When 20% of causal variants were trait-decreasing variants, the power of Multi-SKAT tests with Burden

ΣG was substantially reduced (Supplementary Figure S2 and S3). This is because the association signals were

canceled out due to the presence of negative genetic effect coefficients. Since SKAT is robust regardless of the

association direction, power with SKAT ΣG was largely maintained. The relative performance of methods

with different ΣP given ΣG was quantitatively similar to the results without trait-decreasing variants.
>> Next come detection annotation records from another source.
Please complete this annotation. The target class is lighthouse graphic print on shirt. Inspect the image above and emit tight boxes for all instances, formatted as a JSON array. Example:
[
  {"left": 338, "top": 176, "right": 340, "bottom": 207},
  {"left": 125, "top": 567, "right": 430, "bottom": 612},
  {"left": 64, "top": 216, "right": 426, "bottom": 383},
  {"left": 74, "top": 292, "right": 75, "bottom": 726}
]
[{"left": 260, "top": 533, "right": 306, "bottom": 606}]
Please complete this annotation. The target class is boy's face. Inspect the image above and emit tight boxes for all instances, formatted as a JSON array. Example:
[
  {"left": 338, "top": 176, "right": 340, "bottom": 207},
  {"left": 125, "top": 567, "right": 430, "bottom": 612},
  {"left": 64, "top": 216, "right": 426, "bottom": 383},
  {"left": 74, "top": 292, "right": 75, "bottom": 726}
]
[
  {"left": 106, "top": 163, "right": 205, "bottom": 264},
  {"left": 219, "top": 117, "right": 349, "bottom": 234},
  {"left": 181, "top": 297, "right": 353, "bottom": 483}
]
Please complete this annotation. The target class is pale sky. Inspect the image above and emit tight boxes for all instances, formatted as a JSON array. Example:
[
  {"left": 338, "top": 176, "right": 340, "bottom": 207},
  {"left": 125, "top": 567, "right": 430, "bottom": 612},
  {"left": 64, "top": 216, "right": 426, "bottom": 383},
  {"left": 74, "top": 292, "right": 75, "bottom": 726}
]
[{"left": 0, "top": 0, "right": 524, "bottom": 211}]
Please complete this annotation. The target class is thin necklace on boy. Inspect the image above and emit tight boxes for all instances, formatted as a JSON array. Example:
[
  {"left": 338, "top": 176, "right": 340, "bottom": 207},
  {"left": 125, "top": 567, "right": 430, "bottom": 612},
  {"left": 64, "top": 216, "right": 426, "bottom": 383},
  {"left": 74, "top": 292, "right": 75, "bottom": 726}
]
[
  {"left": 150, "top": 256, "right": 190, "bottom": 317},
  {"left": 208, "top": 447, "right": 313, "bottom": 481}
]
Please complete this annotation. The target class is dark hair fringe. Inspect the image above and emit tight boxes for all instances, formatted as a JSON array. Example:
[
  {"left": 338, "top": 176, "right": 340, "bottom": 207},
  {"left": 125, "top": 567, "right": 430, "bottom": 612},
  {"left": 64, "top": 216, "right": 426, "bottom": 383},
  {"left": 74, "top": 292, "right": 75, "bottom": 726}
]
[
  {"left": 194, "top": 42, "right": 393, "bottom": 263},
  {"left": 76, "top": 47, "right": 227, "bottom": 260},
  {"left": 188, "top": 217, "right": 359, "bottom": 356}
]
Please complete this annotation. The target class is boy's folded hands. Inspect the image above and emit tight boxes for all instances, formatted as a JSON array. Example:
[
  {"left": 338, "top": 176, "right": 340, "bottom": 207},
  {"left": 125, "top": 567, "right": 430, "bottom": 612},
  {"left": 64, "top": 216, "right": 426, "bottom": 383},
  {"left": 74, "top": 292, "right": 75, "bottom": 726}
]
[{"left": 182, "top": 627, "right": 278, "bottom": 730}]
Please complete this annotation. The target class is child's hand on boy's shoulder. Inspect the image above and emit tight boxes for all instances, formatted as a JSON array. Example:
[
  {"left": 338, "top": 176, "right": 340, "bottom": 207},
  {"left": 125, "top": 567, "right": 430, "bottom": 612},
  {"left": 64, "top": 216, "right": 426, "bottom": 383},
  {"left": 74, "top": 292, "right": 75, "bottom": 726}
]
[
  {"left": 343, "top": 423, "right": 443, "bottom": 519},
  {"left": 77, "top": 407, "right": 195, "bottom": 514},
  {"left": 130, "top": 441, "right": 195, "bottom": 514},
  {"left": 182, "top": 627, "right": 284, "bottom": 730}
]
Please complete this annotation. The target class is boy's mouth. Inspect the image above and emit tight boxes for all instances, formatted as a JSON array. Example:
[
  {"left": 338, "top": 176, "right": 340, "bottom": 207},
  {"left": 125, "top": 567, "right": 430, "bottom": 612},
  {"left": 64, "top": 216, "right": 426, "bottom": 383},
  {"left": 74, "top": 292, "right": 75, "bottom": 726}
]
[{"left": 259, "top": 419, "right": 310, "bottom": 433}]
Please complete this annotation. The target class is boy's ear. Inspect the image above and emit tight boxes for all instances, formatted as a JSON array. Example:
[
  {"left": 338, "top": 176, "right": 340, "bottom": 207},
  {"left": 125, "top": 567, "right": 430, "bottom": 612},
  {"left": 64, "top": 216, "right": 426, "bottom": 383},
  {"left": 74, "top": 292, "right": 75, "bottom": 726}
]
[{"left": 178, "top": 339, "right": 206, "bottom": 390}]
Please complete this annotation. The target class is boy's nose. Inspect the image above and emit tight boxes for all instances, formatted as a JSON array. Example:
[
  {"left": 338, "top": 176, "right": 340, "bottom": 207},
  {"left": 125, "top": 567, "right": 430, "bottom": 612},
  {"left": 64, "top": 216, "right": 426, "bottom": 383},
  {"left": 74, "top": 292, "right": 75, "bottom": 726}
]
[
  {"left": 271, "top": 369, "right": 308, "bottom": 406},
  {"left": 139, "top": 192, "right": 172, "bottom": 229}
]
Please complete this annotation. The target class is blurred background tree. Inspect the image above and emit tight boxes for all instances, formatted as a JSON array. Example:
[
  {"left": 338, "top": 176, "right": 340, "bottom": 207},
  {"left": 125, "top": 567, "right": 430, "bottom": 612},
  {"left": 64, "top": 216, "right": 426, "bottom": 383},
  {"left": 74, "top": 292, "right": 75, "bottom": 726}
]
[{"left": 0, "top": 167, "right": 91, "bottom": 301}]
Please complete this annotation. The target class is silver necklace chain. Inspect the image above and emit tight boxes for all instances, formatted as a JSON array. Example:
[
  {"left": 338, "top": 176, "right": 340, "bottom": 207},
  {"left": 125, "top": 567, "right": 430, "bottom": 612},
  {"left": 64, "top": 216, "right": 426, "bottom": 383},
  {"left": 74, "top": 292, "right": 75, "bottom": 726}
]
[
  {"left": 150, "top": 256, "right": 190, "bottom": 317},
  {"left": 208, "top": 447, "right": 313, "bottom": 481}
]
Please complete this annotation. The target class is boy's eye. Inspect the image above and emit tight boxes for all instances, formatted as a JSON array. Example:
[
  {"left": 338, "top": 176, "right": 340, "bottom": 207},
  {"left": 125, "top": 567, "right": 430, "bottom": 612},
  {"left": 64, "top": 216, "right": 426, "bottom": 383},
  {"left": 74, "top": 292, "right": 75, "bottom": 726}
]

Further, we estimated power of minPcom, which combines both ΣP and ΣG. The power of minPcom was

evaluated for the compound symmetric phenotype correlation structure presented in Figure 1 and has been

compared with the two minP tests of SKAT (minP-SKAT) and Burden (minP-Burden) ΣG kernels. Figure

3 shows empirical power with and without trait-decreasing variants. When all genetic effect coefficients were

positive (Figure 3, left panel), and the correlation among phenotypes were low (i.e. ρ = 0.3), minP-SKAT was

slightly more powerful than minP-Burden. When the correlation was high (i.e. ρ = 0.7), minP-Burden was

more powerful. When 20% of genetic effect coefficients were negative (Figure 3, right panel), as expected,

the power of minP-Burden was substantially decreased. Across all the situations, the power of minPcom

was either similar or slightly higher than the most powerful minP with fixed ΣG. When 50% of variants

were causal variants and all genetic effect coefficients were positive (Supplementary Figure S4, left panel),

minP-Burden was more powerful than minP-SKAT, and minPcom had similar or slightly higher power than

minP-Burden.

Overall, our simulation results show that the omnibus tests, especially minPcom, had robust power

throughout all the simulation scenarios considered. When ΣG and ΣP were fixed, power depended on

the model of association and the correlation structure of the phenotypes. It is also noteworthy that the

proposed Multi-SKAT tests generally outperformed the single phenotype test (minPhen), even when only

one phenotype was associated with genetic variants.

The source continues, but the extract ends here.